Thursday’s thundering Financial Times editorial on the food crisis unfortunately arrived too late to change opinions on the 13th floor of the Berlaymont, the European Commission nerve centre. The day before the call for a pause in the push for biofuels was made Jose Manuel Barroso, Commission president, defended the policy.
He said the use of crops for fuel had so far had little effect on higher food prices. It can’t be often that the Commission disagrees with its multilateral brethren, the IMF, World Bank and United Nations.
Barroso said the push to increase biofuels to 10 per cent of the EU transport fuel mix by 2020 will continue. In fact, by creating a market for sustainable biofuels the EU could improve their production round the world, he said.
Perhaps he will listen to the EU’s own scientific advisers. On Thursday advisers to the European Environment Agency called for the target to be scrapped.
“The overambitious 10 per cent target is an experiment, whose unintended effects are difficult to predict and difficult to control,” they said.
However, Barroso did warn of a human tragedy caused by high food prices and called on EU countries to lift their giving to affected countries.
The link between the EU policies and food shortagesis beginning to worry some in the Berlaymont. It is seeking to end export subsidies that see cheap food dumped on poor countries. However, there are still many high tariff barriers that prevent poor farmers exporting to the EU. Doubtless this debate will become a centrepiece of the haggling over the mid-term review of the common agricultural policy this year.
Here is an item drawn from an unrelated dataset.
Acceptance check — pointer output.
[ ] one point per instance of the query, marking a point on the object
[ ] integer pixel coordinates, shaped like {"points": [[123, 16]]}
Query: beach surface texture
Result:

France is already talking about the need for “food security” while Franz Fischler, former agriculture commissioner who keeps on top of the issues, told me recently that Europe has a duty to feed itself and the world.
Meanwhile, Andris Piebalgs, the energy commissioner, has been making the case for stimulating investment in farm productivity through the biofuels target.
He wrote in a recent blog post: “Substantial tracts of arable land lie fallow since the collapse of the collective farming system used during Communist times in many of the new Member States. The EU’s ambitious but realistic 10% target will provide the market pull stimulation that these farmers need to face a future market based agricultural economy and less dependence on EU subsidies.”
But with Gordon Brown among others calling for a change of stance, I wouldn’t advise any farmer to start sowing the seeds of biofuel crops until they are sure of exactly what they will reap.